The Abbey Theatre-trained ingenue was discovered by English actor Charles Laughton with whom she starred in the 1939 version of “The Hunchback of Notre Dame,” a memorable adaptation of the Victor Hugo classic, featuring Laughton in disfiguring makeup as Quasimodo and the striking O’Hara as the beautiful gypsy girl Esmeralda. The film was in regular circulation on 1950s television when I was a child, and while Laughton’s pitiable Quasimodo made a more lasting impression, O’Hara’s beauty and kindness also left their mark as the girl Quasimodo loves and rescues.
O’Hara previously had made her major screen debut, also with Laughton, in Alfred Hitchcock’s period drama “Jamaica Inn.” After her first collaboration with New England-born Irish-American director John Ford, with whom she would make five films, in the prestigious Academy Award-winning Welsh mining village drama “How Green Was My Valley” (1941), O’Hara then scored a major box-office coup opposite Tyrone Power in the rousing 1942 Technicolor swashbuckler, “The Black Swan.”
The film, a favorite among lads over the years, was nominated for three Academy Awards, and won for best color cinematography. As Lady Margaret Denby, pirate Power’s battling screen love interest, O’Hara is the most spectacular vision in the film. The film secured O’Hara regular roles in such films, most notably perhaps the 1947 Technicolor Arabian Nights extravaganza “Sinbad the Sailor,” in which O’Hara plays mysterious harem girl Shireen opposite a dashing Douglas Fairbanks Jr. in the title role.
As the all-too pragmatic Macy’s executive and mother of Natalie Wood in Christmas season favorite “A Miracle on 34th Street,” O’Hara enjoyed her perhaps most cherished role.
More important was her screen collaboration and simmering chemistry with legendary leading man John Wayne, including the John Ford-directed films “Rio Grande (1950) and most of all the 1952 Irish-set drama-romance “The Quiet Man.” In the latter, O’Hara, who referred to Ford as “Pappy,” is the prize in a titanic struggle between Wayne’s Irish-American prize fighter and her brutish screen brother, played by Victor McLaglen (if you can believe it). O’Hara, who was cast by Carol Reed (“The Third Man”) opposite future screen Obi-Wan Kenobi, Alec Guinness, in “Our Man in Havana” (1959), was the opposite of the screen’s many beautiful bad girls and femme fatales.
She was living proof beauty and goodness could go hand in hand, and she was just as capable playing attractive mothers of a certain age in such box-office hits as “The Parent Trap” (1961) with Haley Mills and a John Wayne-like Brian Keith, and in “Mr.

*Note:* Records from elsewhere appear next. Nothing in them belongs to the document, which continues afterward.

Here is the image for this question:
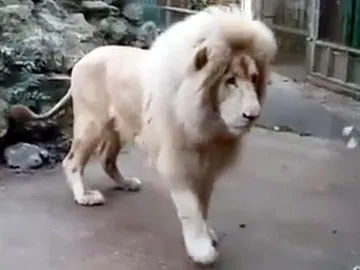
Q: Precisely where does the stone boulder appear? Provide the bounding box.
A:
[4,143,49,171]
[122,2,144,25]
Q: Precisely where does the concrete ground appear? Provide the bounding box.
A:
[0,128,360,270]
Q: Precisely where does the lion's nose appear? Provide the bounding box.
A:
[243,113,259,121]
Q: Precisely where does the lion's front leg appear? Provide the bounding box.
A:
[171,186,218,264]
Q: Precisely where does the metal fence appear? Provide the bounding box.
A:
[145,0,360,98]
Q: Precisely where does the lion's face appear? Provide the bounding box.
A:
[217,54,263,136]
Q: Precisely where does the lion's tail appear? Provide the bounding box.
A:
[9,89,71,122]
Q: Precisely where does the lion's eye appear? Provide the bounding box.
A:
[250,74,258,84]
[226,77,236,85]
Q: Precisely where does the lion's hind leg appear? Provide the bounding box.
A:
[98,125,141,191]
[62,117,105,206]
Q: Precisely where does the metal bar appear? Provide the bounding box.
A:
[267,23,308,36]
[307,72,360,100]
[311,72,360,91]
[158,6,197,14]
[315,40,360,55]
[307,0,320,74]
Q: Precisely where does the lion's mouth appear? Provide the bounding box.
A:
[228,121,251,135]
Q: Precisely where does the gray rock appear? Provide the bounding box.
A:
[35,0,68,19]
[99,17,128,44]
[122,2,144,23]
[0,98,9,139]
[135,21,158,48]
[82,1,111,18]
[4,143,49,170]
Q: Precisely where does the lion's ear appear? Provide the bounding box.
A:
[194,47,208,70]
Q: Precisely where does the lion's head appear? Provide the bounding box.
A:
[177,43,267,141]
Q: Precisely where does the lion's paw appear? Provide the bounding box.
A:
[116,177,142,191]
[185,237,219,265]
[75,190,105,206]
[208,226,219,247]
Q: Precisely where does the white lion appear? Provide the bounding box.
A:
[10,6,277,264]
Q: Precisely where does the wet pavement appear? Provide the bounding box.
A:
[259,74,360,142]
[0,128,360,270]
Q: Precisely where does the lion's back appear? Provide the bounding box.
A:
[71,46,146,136]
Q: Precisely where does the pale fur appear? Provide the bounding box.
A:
[10,4,277,264]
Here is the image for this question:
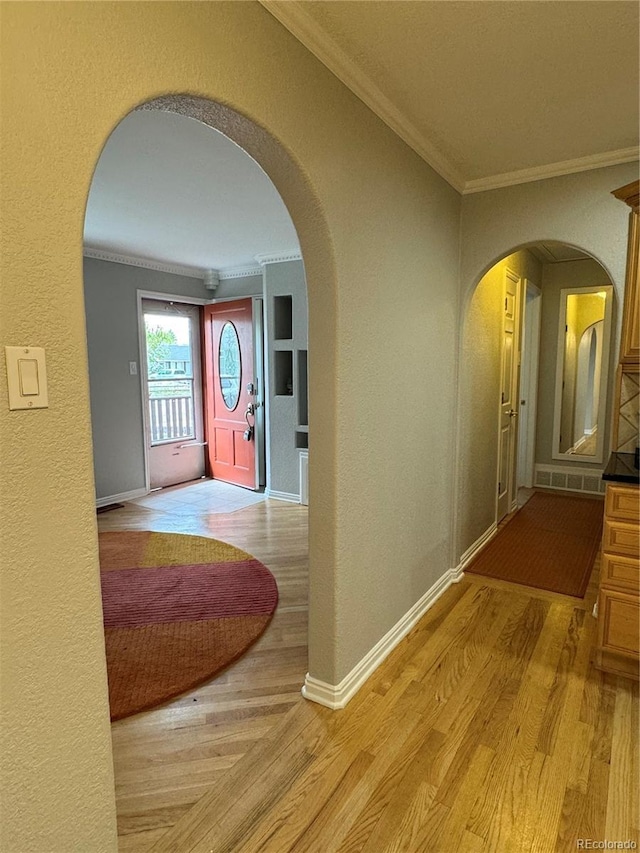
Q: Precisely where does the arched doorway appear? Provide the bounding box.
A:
[83,91,332,844]
[456,240,613,568]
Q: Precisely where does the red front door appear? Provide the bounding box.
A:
[204,299,258,489]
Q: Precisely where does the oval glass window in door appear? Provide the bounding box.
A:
[218,323,242,411]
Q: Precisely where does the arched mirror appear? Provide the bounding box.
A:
[553,285,613,463]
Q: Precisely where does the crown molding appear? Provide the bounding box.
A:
[259,0,465,192]
[218,264,262,281]
[259,0,639,195]
[82,246,205,278]
[462,147,640,195]
[254,250,302,267]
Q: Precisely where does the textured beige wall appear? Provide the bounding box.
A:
[0,2,460,853]
[457,250,542,554]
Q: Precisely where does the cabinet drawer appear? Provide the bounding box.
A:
[602,519,640,559]
[600,554,640,595]
[598,589,640,656]
[605,485,640,524]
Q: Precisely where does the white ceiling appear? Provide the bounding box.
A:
[84,110,299,272]
[85,0,640,274]
[261,0,640,192]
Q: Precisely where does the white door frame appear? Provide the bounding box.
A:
[495,267,522,522]
[136,290,211,494]
[516,278,542,489]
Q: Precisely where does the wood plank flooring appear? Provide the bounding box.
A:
[98,487,307,853]
[101,486,640,853]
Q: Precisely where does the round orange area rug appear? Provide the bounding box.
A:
[100,531,278,720]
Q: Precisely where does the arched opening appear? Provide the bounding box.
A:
[85,96,334,844]
[456,240,614,562]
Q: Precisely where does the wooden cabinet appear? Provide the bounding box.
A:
[613,181,640,370]
[596,483,640,680]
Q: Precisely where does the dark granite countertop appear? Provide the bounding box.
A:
[602,453,640,484]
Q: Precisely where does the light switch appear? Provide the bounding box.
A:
[4,347,49,411]
[18,358,40,397]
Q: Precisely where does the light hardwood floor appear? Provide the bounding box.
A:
[98,486,307,853]
[101,486,639,853]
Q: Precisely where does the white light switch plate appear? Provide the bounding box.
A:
[4,347,49,411]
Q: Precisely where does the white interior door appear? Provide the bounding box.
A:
[497,270,520,521]
[142,299,205,489]
[517,281,542,489]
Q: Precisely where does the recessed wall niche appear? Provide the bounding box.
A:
[274,350,293,397]
[273,296,293,341]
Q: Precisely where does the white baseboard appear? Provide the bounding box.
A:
[96,489,148,507]
[302,521,498,711]
[451,521,498,582]
[264,489,300,504]
[302,570,454,711]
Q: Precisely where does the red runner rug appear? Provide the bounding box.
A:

Hobbs Takes a Vacation” (1962) with James Stewart, and with Henry Fonda in “Spencer’s Mountain” (1963).
In her final feature film “Only the Lonely” (1991), the actress played the Irish battle-ax mother of funnyman John Candy.
O’Hara, who has a star on the Hollywood Walk of Fame, enchanted generations of fans and received a long overdue honorary Academy award in 2014.